Hello everyone and happy new (Western) year!

Short question please: Does anyone see a connection between compliance/conformance assessments for OpenChain and Automotive SPICE? I.e. some way how OpenChain compliant open source program should fit into ASPICE compliant processes and procedures?

Thanks! Dirk

--
Confused about open source?
Get clarity through https://bayave.com/training
--
Website: http://dirkriehle.com - Twitter: @dirkriehle
Ph (DE): +49-157-8153-4150 - Ph (US): +1-650-450-8550

I do see a strong connection between ASPICE and Open Chain.  ASPICE does not go into the topic of Open Source, and that is where Open Chain fills in.  In fact, we are using our ASPICE assessors to help us with Open Chain compliance.  We will need to educate our other assessors on Open Chain. 

Would I like to see Open Chain integrated into ASPICE?  Not at this time.  Even in my company, there are many groups restricting the use of Open Source, so integrating Open Chain into ASPICE in a manner that works for groups using lots of Open Source and groups using none would make it too general.  Open Chain is specifically addressed to the unique topics of Open Source.  I can see that as a future development, however.  

Mary: Thanks for the answer!

I agree that an integration of OpenChain and ASPICE on a specification level makes no sense. They are two different topics and there are other domains than automotive obviously.

But, assuming world dominance of OpenChain ;-), some/most automotive suppliers may want to pass both OpenChain and ASPICE conformance assessments. Then the implementing processes overlap and you need to think about integration *at the specific company* (even if there is variation at the specific company).

So I was wondering about experiences with that integration.

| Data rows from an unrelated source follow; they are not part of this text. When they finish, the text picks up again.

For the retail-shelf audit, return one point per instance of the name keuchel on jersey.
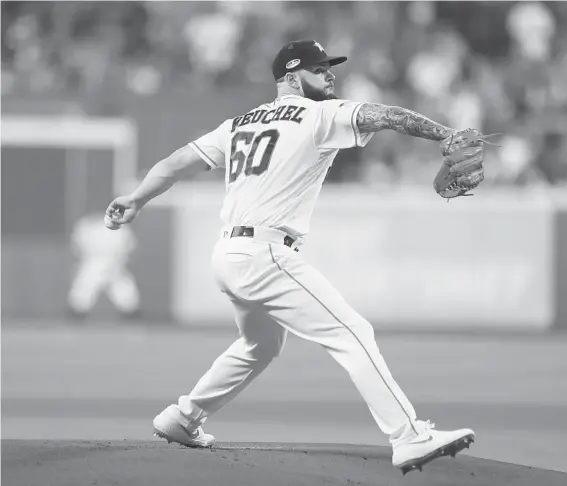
(282, 113)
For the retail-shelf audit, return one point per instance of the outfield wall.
(402, 260)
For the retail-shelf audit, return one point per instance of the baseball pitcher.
(275, 158)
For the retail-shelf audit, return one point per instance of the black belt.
(249, 231)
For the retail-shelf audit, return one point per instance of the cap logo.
(291, 64)
(319, 46)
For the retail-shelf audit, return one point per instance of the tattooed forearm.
(373, 117)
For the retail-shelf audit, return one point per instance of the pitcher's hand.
(120, 211)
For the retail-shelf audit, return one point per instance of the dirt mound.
(133, 463)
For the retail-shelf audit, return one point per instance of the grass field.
(107, 382)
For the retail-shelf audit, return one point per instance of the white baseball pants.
(273, 290)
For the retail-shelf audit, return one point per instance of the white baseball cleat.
(168, 425)
(416, 449)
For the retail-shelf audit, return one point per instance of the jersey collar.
(287, 96)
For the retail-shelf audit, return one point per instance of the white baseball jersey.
(276, 158)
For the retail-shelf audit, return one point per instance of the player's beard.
(316, 94)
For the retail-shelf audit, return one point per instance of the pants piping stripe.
(350, 331)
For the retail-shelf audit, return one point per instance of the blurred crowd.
(498, 66)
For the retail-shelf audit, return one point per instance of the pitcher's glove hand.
(463, 163)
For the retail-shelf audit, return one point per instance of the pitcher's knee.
(265, 352)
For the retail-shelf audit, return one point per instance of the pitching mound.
(88, 463)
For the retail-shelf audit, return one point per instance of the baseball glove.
(463, 163)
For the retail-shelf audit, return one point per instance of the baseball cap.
(301, 54)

Without laying open specific processes, we can only talk about it on the spec level.

Here is an illustration of what I'm trying to say:

One might easily say that process Automotive SPICE ACQ.15 supplier qualification requires the supplier is OpenChain compliant.

Or that that process ASPICE SYS.1 requirements elicitation identifies (non-functional) open source requirements of the customer/market and that those match roles and competencies defined in OpenChain (OpenChain 2.1 3.1.2.1 + 2), the use cases (3.1.5.1), and so forth.

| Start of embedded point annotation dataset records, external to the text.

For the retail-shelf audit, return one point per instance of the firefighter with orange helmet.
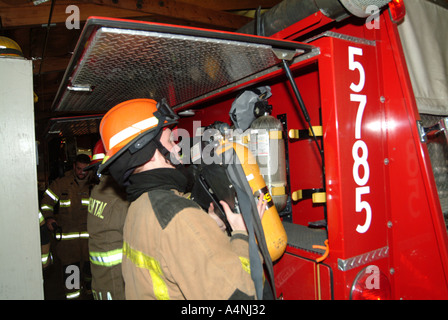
(68, 196)
(172, 249)
(105, 221)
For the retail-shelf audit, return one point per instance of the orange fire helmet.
(131, 125)
(9, 47)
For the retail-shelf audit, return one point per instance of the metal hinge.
(421, 131)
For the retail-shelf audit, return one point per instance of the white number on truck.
(360, 151)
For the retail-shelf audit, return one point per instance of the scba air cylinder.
(268, 146)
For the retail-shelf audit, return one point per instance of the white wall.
(20, 263)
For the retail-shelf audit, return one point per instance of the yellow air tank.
(273, 229)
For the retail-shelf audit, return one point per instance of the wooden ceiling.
(50, 48)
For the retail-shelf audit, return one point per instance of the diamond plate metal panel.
(118, 64)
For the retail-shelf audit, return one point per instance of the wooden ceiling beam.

I was wondering whether anyone has spent cycles on this is and whether it is publicly accessible.

It might also be interesting to look at related domains.

Thanks! --Dirk

--
Confused about open source?
Get clarity through https://bayave.com/training
--
Website: http://dirkriehle.com - Twitter: @dirkriehle
Ph (DE): +49-157-8153-4150 - Ph (US): +1-650-450-8550

I understand.  My company has not gotten to the point of integrating OC with our ASPICE process yet. Our FOSS actions are integrated and we have a robust FOSS activity, but not fully OC compliant yet.  I would not expect formally integrating OC with our ASPICE process to happen this year.